Rahul’s social media strategy seems much like his political career, propped up by other people, with a little help from his ready smile. The Congress’ biggest weakness has too often been leaders who fail to engage with the people, and Rahul, for all his promises of inclusiveness, continues to remain remote and aloof. Perhaps knowing you’re political royalty merely by dint of your name does that to you. However, if he is to be a real leader, Rahul would do well to step up on his social media strategy and reach out to the people in as many ways as possible. Who knows, he may even start to enjoy politics that way.

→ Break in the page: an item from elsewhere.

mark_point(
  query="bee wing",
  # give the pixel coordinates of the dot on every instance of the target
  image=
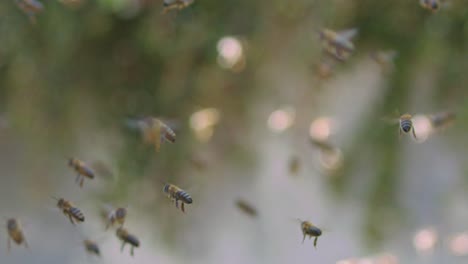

Rahul Gandhi has continued to be in the news for more reasons than one; may it be his speeches, laughable or otherwise, or just his social standing as the freshest descendant of the Gandhi family. He initially made headlines with his visits to Dalit family homes and other such attention grabbing activities.
Yet, the man continues to be shy of conversing with the masses on a larger scale than a rally or a Google Hangout. Seems like he is conscious of maintaining a prolonged and sustainable dialogue owing to his foot-in-the-mouth fetish.
If the blue-eyed boy really wants to make a mark as a youth leader, he needs to realise the power of social media, sooner than later. To wrap up the verdict, the Gandhi family is staying out of the party being thrown in their name and causing some much-deserved dismay among the attendees.